It is said that early civilizations around the Nile, Tigris, Europhrates, Indus and the Yellow river were all destroyed due to soil degradation and soil erosion, leading to food scarcity and starvation. In the first Sahara African drought, 2,00,000 people and millions of their animals died.
China grew a Great Green Wall with 66,000,000,000 trees to prevent the desert from advancing. American farmers did the same in the 1930s to stop the advance of the Mid West Dust Bowl. Jojoba plantations, have played a role in combating the effects of desertification in the Thar Desert, India. Green belts are the best way to protect fertile land and prevent desertification
My city Chennai should be called the ‘Blue City’ because it is on the sea coast and blessed with 134 lakes and three rivers. Unfortunately, all these water bodies are polluted or drying up. On June 17th the world celebrates World Day to Combat Desertification and drought. It is no surprise that this year, all 32 districts of my state, Tamil Nadu have been declared drought striken.
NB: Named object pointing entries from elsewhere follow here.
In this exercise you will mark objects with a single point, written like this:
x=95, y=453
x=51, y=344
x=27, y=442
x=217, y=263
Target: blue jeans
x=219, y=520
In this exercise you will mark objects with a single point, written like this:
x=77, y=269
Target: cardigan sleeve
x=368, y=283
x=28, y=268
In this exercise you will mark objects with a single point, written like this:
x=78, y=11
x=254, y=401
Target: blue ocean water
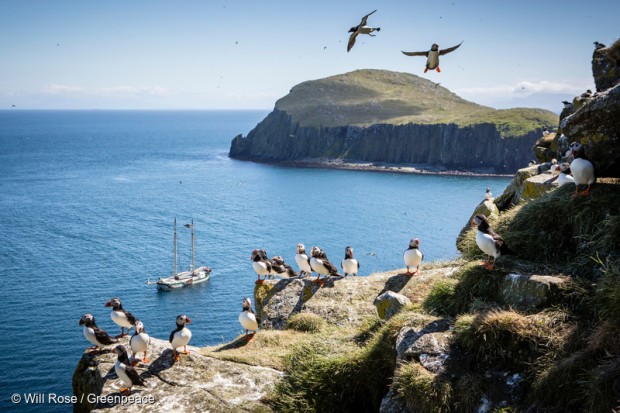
x=87, y=202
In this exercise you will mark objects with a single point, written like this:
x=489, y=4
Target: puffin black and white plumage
x=361, y=28
x=122, y=318
x=180, y=336
x=139, y=343
x=247, y=318
x=349, y=264
x=321, y=265
x=488, y=241
x=280, y=268
x=303, y=261
x=125, y=371
x=261, y=264
x=582, y=169
x=432, y=56
x=413, y=256
x=94, y=334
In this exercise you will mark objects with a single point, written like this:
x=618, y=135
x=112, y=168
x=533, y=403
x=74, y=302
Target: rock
x=597, y=126
x=196, y=383
x=389, y=303
x=530, y=291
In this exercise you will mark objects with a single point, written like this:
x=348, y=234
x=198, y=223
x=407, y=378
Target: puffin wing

In our case, this problem has arisen because of human activities. Desertification as a process has become a global ecological problem. Deserts appear as a result of natural processes. But many times desertification is man made. This leads to the loss of water bodies denuding of vegetation and the death of wildlife. It happens as a result of greed and misuse of natural resources…
So plant at least 12 trees a year. Get involved in the protection and cleaning of a water body. Refuse to consider living in building being built on a reclaimed lake. Promote sustainable agricultural practices. Buy food from those who promote such practices. Invest in helping people continue to live in villages, instead of triggering large scale migration to cities, due to poverty.
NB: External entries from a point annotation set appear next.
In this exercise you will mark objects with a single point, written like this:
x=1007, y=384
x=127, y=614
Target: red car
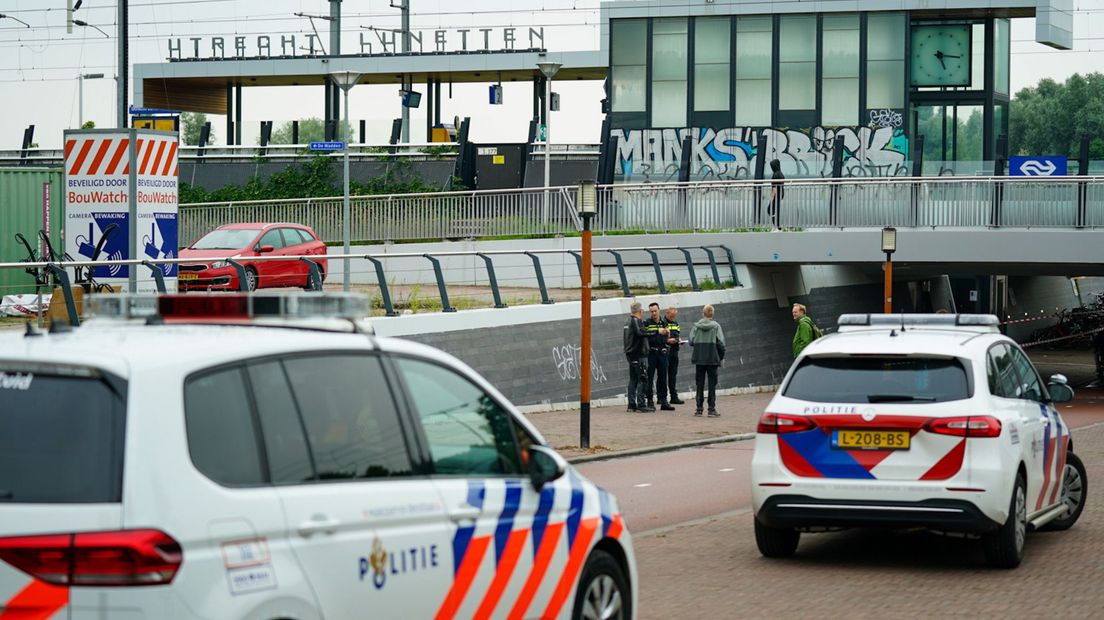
x=243, y=242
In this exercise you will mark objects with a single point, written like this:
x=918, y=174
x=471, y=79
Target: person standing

The success of Rajinder Singh India’s water man, also called ‘Water Gandhi’ in the deserts of Rajastan prove that these processes are reversible through proper practices of water management. Much of this happens due to human induced land degradation.
He leads villagers in the footsteps of their ancestors to bring dormant rivers back to life. The key is participatory community action, empowerment of women and linking indigenous knowhow with scientific technologies.